Community celebrates 150 years of Okehampton’s railway

Community celebrates 150th anniversary of Okehampton's railway

Despite the wet weather, Okehampton’s community turned out in force at the weekend to celebrate the 150th anniversary of the first public passenger train arriving at Okehampton station.

On Saturday, more than 150 people – many in period costume – enjoyed a Victorian Tea Party at the town’s Charter Hall. The event featured a humorous play recounting the House of Commons debate making the case for, and against, a railway to Okehampton.

The Hall was decorated with bunting made by children from the town’s two primary schools, coordinated by Dartmoor Multi Academy Trust, as well as a huge timeline of the history of Okehampton’s railway made by Okehampton girl guides.

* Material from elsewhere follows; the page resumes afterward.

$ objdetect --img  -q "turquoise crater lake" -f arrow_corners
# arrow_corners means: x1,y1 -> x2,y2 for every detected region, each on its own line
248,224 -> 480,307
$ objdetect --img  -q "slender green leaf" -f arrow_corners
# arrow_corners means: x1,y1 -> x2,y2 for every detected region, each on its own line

GWR and Network Rail staff had a gazebo in Red Lion Yard and were talking to local people about the forthcoming reopening of the line.

Rail marquee
The Dartmoor Railway Association’s Tom and Sue Baxter take a break from the Victorian celebrations to visit the GWR and Network Rail marquee

Then on Sunday, the anniversary itself of the first public train, the Okehampton Excelsior Band created a fine atmosphere first in the Charter Hall and then at Okehampton station to accompany a recreation of the events of 1871. This included a proclamation about the coming of the railway and then, at the station, a ceremony where the Mayor presented the “Victorian Stationmaster” with a special key, symbolising the opening of the railway to Exeter.

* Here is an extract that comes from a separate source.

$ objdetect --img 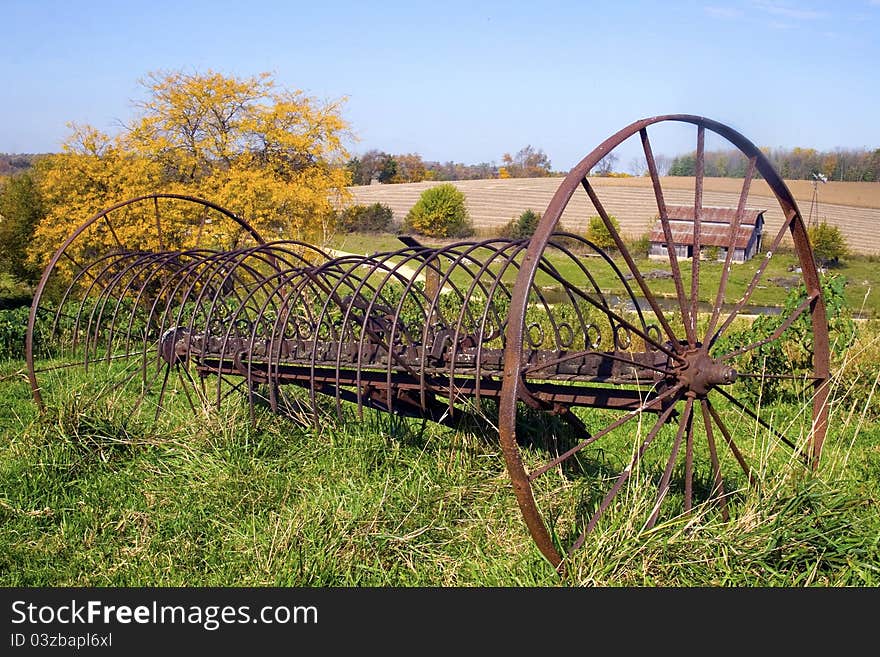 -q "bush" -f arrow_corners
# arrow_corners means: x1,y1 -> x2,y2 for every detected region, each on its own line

The Mayor of the time was played by the current Mayor, Cllr Bob Tolley, and the Victorian Stationmaster by Clive Charlton of Bere Ferrers.

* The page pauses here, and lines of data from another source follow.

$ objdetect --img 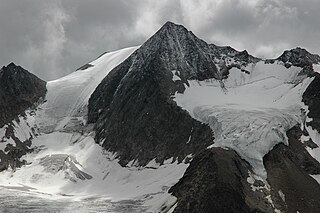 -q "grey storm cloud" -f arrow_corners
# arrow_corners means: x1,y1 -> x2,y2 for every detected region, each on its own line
0,0 -> 320,80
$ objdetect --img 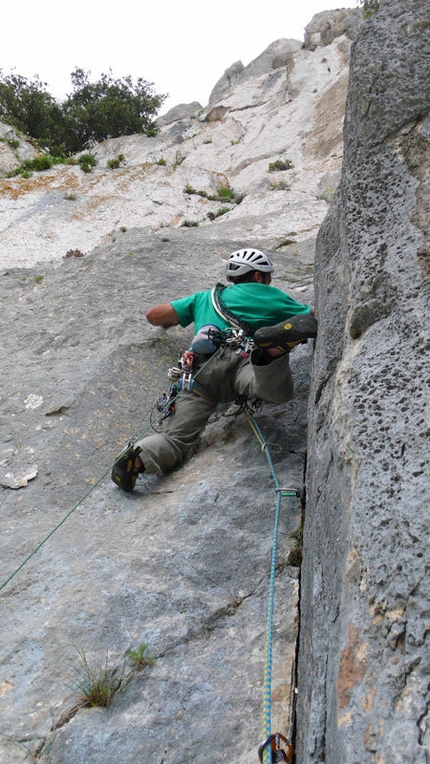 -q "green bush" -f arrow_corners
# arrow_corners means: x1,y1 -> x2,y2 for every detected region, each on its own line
269,159 -> 294,172
79,154 -> 97,172
107,154 -> 125,170
0,67 -> 167,156
359,0 -> 379,19
218,184 -> 235,202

Victorian re-enactment of the arrival of Okehampton's railway
Second from left: Cllr Bob Tolley, Mayor of Okehampton, playing ‘Archdeacon John Downfall – Mayor of Okehampton of 1871’ flanked by the two mace bearers. Second from right: Town Crier Ros Charlton Chard. Right: Clive Charlton playing the part of the 1871 Stationmaster ‘Mr W. Hodge’ accepting the ‘key’ from the Mayor.

The town was decorated for the occasion, with the centrepiece being a “Triumphal Arch” banner across Fore Street, echoing the arches that welcomed the coming of the railway in Okehampton and many other Westcountry towns.  A number of shops and businesses displayed commemorative artwork designed by local children.

The Museum of Dartmoor Life, in Okehampton, contributed to the celebrations with an exhibition called ‘When the Train Came to Town’, including photographs from the last 150 years, collection pieces from the Museum, the Station Museum and private individuals, and also the voices of the last station master and the last steam engine driver. On Saturday, Wren music performed music of the era inside the museum.  The museum opened specially on the Sunday.

The celebrations were the brainchild of a committee chaired by Cllr Dr Michael Ireland, with the programme masterminded by Paul Vachon.

The Devon & Cornwall Rail Partnership helped with the planning and organised funding. Manager of the Partnership, Richard Burningham, said: “It’s been a really lovely weekend and no-one was going to let the rain dampen spirits, and it certainly didn’t.  I have been really impressed by how many local people have got involved and especially by everything done by pupils of Okehampton College, the primary schools and Okehampton girl guides.”

The modern-day Dartmoor Line, linking Okehampton, Crediton and Exeter, is scheduled to reopen by the end of this year. The reintroduction of regular year-round trains after a 49 year gap – the last regular passenger service ended on 3 June 1972 – is part of the Government’s “Restoring Your Railway” programme.